House of Spies
By Daniel Silva
Harper. 544 pp. $28.99
It's uncanny how Daniel Silva keeps doing this. The opening chapters of his new espionage thriller, House of Spies, feel as if ripped from the headlines. There's a devastating ISIS terror attack, with hundreds killed in the West End of London. But when Silva created the scenario in his book, the real attack hadn't happened yet. The scale of the real and imagined attacks are very different. Yet House of Spies still feels quite prescient. What's more, it follows last year's The Black Widow, which was written before - but published after - the attacks in Paris and Brussels that eerily mirrored his work.
House of Spies is also one of Silva's most entertaining books. In it, Gabriel Allon - the formidable spy, assassin and art restorer (a character often referred to as the "Jewish James Bond") - concocts a crazy/brilliant scheme to track down and trap Saladin, the notorious ISIS leader who masterminded the attacks in both books.
Gabriel, now officially in charge of Israeli intelligence, first plunders the bank accounts of the Syrian ruler, stealing half a billion dollars to pay for his caper. Then he sets up two agents to pose as a Russian gun merchant and his pampered wife, new owners of a lavish villa on the French Riviera.
It's all part of an elaborate long con to win the trust of one of the richest men in France, a seemingly legitimate businessman who actually traffics in drugs that finance Saladin's ISIS operations.
In short, Gabriel baits the hook and reels in the big fish by spending obscene amounts of money for property and paintings in Saint Tropez and then throwing a series of hedonistic all-night parties. It's hard to imagine an agency actually using such an approach to combat terrorism. But in the hands of Silva, the most gifted espionage writer in the genre today, it works.
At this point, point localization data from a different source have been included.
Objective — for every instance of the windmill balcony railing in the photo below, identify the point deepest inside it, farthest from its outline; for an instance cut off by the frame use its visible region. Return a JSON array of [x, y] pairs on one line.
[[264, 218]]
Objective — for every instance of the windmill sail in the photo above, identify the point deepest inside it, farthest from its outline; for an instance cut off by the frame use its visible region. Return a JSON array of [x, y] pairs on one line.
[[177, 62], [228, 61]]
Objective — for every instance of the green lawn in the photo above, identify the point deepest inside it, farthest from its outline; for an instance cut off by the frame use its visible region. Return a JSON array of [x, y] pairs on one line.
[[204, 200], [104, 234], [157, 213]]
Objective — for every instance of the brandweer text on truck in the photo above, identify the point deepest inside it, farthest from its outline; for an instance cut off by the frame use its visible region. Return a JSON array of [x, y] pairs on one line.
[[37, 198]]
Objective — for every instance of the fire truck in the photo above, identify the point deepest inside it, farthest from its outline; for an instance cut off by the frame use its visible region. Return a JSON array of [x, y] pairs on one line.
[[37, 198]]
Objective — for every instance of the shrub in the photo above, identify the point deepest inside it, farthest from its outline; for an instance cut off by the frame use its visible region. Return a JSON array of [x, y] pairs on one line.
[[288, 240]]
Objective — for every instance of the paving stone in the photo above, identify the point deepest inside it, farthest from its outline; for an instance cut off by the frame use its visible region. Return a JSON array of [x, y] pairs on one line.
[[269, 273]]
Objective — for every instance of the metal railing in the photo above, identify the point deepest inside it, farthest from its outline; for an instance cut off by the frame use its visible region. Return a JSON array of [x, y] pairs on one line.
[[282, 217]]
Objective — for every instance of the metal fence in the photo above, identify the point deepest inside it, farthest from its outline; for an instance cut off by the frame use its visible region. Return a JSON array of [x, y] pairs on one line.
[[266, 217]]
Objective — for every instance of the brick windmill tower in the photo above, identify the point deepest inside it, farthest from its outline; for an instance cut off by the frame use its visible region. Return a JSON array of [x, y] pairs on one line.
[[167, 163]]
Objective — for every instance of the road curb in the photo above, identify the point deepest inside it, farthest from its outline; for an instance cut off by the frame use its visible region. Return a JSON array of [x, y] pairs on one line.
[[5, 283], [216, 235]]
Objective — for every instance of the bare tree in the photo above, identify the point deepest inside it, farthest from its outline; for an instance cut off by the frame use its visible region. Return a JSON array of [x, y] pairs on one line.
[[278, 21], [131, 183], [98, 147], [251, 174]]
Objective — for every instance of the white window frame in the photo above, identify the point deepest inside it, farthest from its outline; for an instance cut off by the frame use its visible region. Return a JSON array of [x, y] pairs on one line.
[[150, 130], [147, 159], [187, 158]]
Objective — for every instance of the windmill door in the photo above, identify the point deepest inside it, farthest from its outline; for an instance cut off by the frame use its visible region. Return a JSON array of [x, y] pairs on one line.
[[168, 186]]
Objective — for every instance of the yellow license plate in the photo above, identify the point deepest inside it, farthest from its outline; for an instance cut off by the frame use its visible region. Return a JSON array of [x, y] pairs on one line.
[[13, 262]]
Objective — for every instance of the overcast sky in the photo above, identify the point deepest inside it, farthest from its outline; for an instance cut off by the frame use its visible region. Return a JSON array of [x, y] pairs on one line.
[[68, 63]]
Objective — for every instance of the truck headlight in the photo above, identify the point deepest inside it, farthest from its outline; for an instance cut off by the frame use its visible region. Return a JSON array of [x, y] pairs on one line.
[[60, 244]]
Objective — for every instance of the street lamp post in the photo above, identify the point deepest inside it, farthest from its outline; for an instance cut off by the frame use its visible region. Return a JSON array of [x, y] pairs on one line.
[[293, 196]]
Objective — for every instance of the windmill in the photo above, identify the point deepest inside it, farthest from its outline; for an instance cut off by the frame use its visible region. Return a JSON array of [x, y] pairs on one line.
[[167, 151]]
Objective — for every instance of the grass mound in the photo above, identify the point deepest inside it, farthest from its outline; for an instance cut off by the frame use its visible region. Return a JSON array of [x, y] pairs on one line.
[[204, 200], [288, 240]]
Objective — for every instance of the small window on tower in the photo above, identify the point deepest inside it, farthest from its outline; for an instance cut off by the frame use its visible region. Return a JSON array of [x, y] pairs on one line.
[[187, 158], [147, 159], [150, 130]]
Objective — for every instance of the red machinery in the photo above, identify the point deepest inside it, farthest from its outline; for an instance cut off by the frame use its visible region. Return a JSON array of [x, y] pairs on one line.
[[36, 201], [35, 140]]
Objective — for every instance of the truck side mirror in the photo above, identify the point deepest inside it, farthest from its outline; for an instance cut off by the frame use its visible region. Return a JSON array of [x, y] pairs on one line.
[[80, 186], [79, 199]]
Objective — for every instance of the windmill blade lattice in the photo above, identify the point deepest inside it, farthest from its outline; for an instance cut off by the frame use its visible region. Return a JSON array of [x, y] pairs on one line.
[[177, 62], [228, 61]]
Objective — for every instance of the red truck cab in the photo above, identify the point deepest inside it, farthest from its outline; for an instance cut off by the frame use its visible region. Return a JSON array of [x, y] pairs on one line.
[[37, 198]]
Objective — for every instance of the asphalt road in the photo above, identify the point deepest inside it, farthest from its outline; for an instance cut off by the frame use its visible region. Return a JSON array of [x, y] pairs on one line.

It's not absolutely necessary to have read The Black Widow before cracking open House of Spies, but doing so definitely will enhance the experience. Longtime readers (this is book No. 17 in the series) will be rewarded. Recurring characters are well used, especially Christopher Keller (the assassin-turned-English spy), Julian Isherwood (the English art dealer), and Natalie Mizrahi (the French doctor-turned-undercover operative). This book also removes any concerns readers might have had about Gabriel taking the top job at Mossad. His idea of "operational chiefdom" involves rolling his sleeves up and getting dirty.
We wouldn't have this intellectual man of action any other way.